Lean to precast concrete sectional garage

Submitted 1 year 1 month ago

Hi, are the lean to precast concrete sectional garages that attach to your house exempt from building control by means of being a covered way & or classed as temporary buildings, the companies that make, supply & erect them say that they are?

Reply

Submitted 1 year 1 month ago

Hello there - thanks for getting in touch.

To be exempt from control under the building regulations, the 'lean to' must be open on at least two sides and have a floor area not exceeding 30m2. A concrete sectional garage attached to a dwelling would require approval under the building regulations.

Kind regards
Barry, LABC

Solid roof conservatory

Submitted 1 year 1 month ago

We are planning to have a solid roof conservatory built,
it will be under 30m2 floor area,
Ground level
Eves less than 3m high,
External patio doors to remain in place to separate the room,
Solid brick wall to one side and 2 sides of glazing.
Velux window in pitched roof.
Pitched roof less than 4m in height.
Electric radiator for heating with a separate cut off switch from the main building.
No water or gas.
It is intended to be used as a part time office as I now have to work from home.
Does this meet the criteria to be exempt from building regs?
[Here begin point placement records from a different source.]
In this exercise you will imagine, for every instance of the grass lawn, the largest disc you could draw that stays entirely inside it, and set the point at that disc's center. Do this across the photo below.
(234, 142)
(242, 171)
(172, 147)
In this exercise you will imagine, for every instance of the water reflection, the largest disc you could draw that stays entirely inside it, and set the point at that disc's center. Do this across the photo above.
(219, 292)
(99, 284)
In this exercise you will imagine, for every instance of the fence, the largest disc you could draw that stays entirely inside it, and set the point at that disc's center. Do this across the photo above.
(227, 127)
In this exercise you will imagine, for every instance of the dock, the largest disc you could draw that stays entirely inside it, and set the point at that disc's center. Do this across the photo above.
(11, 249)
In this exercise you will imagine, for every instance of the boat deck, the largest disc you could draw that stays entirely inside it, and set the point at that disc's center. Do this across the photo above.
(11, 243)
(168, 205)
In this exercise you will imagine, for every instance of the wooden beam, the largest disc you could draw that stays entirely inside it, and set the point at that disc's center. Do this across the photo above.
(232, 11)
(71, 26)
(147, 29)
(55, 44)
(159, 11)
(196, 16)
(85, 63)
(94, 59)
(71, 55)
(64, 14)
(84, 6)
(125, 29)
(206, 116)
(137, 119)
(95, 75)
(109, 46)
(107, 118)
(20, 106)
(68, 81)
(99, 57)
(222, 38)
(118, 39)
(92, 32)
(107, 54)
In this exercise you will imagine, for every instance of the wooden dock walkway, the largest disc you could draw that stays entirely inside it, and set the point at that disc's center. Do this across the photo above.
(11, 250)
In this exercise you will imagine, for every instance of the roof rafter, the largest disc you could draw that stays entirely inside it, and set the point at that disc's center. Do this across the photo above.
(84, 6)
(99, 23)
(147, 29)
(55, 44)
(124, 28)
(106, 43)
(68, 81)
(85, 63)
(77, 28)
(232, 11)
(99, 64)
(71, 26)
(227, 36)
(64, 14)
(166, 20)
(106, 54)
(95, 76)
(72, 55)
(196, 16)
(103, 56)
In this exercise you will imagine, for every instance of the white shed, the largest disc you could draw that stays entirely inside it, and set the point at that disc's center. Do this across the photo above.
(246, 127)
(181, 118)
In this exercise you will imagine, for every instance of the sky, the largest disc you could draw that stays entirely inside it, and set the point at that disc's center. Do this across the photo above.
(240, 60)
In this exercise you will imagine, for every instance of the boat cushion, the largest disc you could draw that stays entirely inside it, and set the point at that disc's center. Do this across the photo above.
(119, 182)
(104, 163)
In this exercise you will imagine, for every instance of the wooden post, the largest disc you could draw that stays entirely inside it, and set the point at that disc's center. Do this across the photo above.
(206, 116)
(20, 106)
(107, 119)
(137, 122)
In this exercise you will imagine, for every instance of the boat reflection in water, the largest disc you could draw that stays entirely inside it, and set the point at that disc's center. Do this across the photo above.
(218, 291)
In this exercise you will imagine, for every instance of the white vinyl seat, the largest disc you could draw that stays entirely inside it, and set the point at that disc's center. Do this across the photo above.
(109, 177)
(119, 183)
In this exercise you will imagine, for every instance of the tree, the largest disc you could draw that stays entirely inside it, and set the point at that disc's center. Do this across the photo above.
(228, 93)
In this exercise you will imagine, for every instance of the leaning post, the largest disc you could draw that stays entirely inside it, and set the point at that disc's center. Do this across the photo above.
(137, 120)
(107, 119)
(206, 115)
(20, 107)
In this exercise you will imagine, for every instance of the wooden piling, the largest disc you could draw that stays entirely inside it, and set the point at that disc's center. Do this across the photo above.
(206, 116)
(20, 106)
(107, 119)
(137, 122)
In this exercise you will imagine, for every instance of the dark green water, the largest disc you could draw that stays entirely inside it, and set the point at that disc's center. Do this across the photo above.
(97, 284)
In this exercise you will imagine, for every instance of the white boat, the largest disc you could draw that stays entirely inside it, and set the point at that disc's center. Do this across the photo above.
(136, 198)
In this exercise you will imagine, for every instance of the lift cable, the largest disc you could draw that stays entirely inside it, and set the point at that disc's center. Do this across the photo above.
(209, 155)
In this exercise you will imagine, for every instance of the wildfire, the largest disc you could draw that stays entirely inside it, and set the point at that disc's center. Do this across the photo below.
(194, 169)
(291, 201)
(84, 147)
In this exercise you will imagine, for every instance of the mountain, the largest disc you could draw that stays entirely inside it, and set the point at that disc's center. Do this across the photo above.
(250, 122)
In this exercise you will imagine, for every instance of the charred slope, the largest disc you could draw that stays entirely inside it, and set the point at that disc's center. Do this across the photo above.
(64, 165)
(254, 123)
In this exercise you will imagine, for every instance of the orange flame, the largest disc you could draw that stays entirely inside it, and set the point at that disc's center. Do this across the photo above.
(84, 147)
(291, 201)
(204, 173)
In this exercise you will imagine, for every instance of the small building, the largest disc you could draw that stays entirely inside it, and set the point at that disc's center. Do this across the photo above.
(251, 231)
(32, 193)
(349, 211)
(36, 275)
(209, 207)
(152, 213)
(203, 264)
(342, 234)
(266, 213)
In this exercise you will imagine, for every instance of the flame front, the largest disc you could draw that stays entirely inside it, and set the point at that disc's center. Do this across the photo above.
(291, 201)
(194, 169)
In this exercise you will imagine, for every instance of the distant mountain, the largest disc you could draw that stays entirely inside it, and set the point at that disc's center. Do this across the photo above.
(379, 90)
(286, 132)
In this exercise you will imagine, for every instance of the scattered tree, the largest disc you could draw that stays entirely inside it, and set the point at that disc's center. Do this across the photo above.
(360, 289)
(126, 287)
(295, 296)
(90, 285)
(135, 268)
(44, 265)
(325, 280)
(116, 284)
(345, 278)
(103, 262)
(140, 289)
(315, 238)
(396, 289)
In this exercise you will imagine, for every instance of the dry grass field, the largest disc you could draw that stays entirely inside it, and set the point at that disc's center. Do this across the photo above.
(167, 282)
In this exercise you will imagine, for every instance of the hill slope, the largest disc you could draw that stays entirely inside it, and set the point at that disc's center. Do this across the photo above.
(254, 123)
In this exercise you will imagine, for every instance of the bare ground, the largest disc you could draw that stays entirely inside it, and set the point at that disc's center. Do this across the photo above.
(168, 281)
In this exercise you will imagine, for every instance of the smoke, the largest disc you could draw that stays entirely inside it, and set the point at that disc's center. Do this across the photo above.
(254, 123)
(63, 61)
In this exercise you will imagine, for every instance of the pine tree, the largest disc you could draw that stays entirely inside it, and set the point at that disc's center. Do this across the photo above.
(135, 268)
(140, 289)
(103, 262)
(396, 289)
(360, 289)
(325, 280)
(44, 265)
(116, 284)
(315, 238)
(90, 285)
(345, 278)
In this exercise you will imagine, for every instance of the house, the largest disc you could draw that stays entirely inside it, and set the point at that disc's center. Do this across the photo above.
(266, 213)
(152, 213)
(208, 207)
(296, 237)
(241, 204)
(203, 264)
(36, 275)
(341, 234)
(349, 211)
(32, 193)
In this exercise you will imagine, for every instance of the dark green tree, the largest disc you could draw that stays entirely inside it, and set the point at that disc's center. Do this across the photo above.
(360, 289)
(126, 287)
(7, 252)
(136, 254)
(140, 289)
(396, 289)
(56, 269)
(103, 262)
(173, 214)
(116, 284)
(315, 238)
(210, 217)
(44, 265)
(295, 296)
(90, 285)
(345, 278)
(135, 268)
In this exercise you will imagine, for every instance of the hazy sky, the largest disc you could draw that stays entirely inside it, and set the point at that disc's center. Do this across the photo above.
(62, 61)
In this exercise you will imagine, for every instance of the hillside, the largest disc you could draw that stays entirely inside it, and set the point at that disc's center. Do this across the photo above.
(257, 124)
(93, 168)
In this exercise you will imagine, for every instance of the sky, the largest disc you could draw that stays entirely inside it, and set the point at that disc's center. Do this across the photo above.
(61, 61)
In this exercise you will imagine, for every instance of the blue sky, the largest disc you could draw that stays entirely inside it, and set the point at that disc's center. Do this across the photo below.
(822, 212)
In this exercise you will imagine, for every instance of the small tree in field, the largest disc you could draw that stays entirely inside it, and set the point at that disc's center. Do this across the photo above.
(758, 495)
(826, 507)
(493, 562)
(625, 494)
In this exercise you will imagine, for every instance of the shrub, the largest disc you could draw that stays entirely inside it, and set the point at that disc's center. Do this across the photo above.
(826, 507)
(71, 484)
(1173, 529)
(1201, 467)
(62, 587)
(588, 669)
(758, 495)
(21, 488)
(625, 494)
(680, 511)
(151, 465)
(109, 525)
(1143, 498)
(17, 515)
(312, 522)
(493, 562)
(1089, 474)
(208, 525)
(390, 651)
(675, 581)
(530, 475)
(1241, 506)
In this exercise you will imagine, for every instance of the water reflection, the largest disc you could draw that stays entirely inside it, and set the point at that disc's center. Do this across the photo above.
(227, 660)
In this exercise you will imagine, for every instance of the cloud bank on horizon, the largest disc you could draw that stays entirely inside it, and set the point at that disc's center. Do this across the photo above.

Exempt buildings floor area definition

Submitted 1 year ago

Hi. How is the floor measurement of a small combustible building calculated? You could build a 15m2 building with a compliant internal floor measurement, but use 6x2 for the walls which externally pushes the building over the 15m2 limit. In other words, is it measured externally or internally? kind regards Andrew

Reply

Submitted 1 year ago

Hello there - thanks for getting in touch.

Floor area is typically measured internally for the purposes of the Building Regulations, so having thicker walls would not be an issue. Planning on the other hand is likely to consider external dimensions, but this is something you would need to check with your local authority planning section. I hope this response helps.